Muitos discos, alguns filmes, séries e livros de vez em quando, concertos quando sobra tempo

Muitos discos, alguns filmes, séries e livros de vez em quando, concertos quando sobra tempo

O amor é isto e nada mais?

Envolvente mas também exasperante, tensa apesar de episódios descontraídos: assim é a relação dos protagonistas de "MEU REI", tão acidentada como o filme de Maïwenn. E muito bem entregue ao par Emmanuelle Bercot/Vincent Cassel, excelente na vertigem emocional que a realizadora francesa lhe pede.

meu_rei

Ao longo de mais de duas horas, acompanhar a história de (des)amor de Tony (dimunitivo de Marie Antoinette) e Georgio pode ser tão esgotante para os espectadores como para o casal protagonista.

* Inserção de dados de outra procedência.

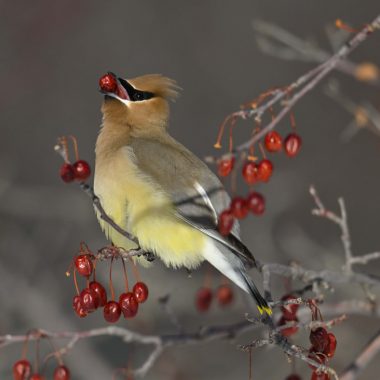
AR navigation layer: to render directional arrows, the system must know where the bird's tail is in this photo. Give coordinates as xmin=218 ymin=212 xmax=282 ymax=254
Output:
xmin=204 ymin=241 xmax=272 ymax=316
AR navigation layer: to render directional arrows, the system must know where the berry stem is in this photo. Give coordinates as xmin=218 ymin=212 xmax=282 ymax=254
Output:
xmin=69 ymin=135 xmax=79 ymax=161
xmin=121 ymin=258 xmax=129 ymax=293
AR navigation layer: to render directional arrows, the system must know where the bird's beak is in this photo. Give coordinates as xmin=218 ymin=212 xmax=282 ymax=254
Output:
xmin=99 ymin=71 xmax=131 ymax=103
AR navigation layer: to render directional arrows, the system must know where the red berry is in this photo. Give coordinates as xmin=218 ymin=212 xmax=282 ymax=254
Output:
xmin=74 ymin=255 xmax=94 ymax=277
xmin=264 ymin=131 xmax=282 ymax=152
xmin=195 ymin=288 xmax=212 ymax=312
xmin=277 ymin=316 xmax=298 ymax=337
xmin=230 ymin=197 xmax=249 ymax=219
xmin=216 ymin=285 xmax=234 ymax=306
xmin=309 ymin=327 xmax=329 ymax=352
xmin=218 ymin=157 xmax=235 ymax=177
xmin=284 ymin=133 xmax=302 ymax=157
xmin=53 ymin=365 xmax=70 ymax=380
xmin=133 ymin=282 xmax=149 ymax=303
xmin=247 ymin=191 xmax=265 ymax=215
xmin=281 ymin=294 xmax=300 ymax=319
xmin=119 ymin=292 xmax=139 ymax=318
xmin=13 ymin=359 xmax=32 ymax=380
xmin=103 ymin=301 xmax=121 ymax=323
xmin=80 ymin=288 xmax=99 ymax=313
xmin=285 ymin=373 xmax=302 ymax=380
xmin=99 ymin=73 xmax=118 ymax=92
xmin=89 ymin=281 xmax=107 ymax=307
xmin=59 ymin=162 xmax=75 ymax=183
xmin=218 ymin=210 xmax=235 ymax=236
xmin=242 ymin=161 xmax=259 ymax=185
xmin=311 ymin=371 xmax=330 ymax=380
xmin=307 ymin=347 xmax=327 ymax=370
xmin=323 ymin=333 xmax=337 ymax=358
xmin=73 ymin=296 xmax=87 ymax=318
xmin=73 ymin=160 xmax=91 ymax=181
xmin=257 ymin=159 xmax=273 ymax=182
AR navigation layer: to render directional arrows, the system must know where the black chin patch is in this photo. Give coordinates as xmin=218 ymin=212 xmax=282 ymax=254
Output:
xmin=118 ymin=78 xmax=154 ymax=102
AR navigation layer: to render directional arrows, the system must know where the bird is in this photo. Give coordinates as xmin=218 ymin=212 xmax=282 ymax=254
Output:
xmin=94 ymin=72 xmax=272 ymax=316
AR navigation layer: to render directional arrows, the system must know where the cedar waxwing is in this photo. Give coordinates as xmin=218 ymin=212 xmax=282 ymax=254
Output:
xmin=94 ymin=73 xmax=272 ymax=315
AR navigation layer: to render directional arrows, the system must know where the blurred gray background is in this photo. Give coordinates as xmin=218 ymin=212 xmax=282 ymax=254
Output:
xmin=0 ymin=0 xmax=380 ymax=380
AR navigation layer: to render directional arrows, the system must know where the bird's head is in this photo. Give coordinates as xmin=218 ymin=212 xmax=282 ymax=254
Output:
xmin=99 ymin=72 xmax=179 ymax=136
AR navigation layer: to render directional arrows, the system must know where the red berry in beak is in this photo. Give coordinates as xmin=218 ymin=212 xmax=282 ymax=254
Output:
xmin=103 ymin=301 xmax=121 ymax=323
xmin=89 ymin=281 xmax=107 ymax=307
xmin=195 ymin=288 xmax=212 ymax=312
xmin=119 ymin=292 xmax=139 ymax=318
xmin=284 ymin=133 xmax=302 ymax=157
xmin=59 ymin=163 xmax=75 ymax=183
xmin=99 ymin=74 xmax=118 ymax=93
xmin=53 ymin=365 xmax=70 ymax=380
xmin=247 ymin=191 xmax=265 ymax=215
xmin=218 ymin=157 xmax=235 ymax=177
xmin=133 ymin=282 xmax=149 ymax=303
xmin=218 ymin=210 xmax=234 ymax=236
xmin=230 ymin=197 xmax=249 ymax=219
xmin=73 ymin=160 xmax=91 ymax=181
xmin=74 ymin=255 xmax=94 ymax=277
xmin=13 ymin=359 xmax=32 ymax=380
xmin=264 ymin=131 xmax=282 ymax=153
xmin=216 ymin=285 xmax=234 ymax=306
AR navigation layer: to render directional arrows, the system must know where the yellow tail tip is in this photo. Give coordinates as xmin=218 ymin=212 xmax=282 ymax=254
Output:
xmin=257 ymin=306 xmax=273 ymax=316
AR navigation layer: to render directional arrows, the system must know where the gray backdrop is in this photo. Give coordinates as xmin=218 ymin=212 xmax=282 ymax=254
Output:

Não que isso seja um problema, já que na maior parte das vezes é mais feitio do que defeito: talvez este relacionamento tóxico entre uma advogada e um empregado de restaurante não pudesse ser apresentado de outra forma, sobretudo quando é contado a partir do ponto de vista dela, o cônjuge mais frágil (e fragilizado) deste percurso de cerca de dez anos entre o namoro, o casamento e a separação.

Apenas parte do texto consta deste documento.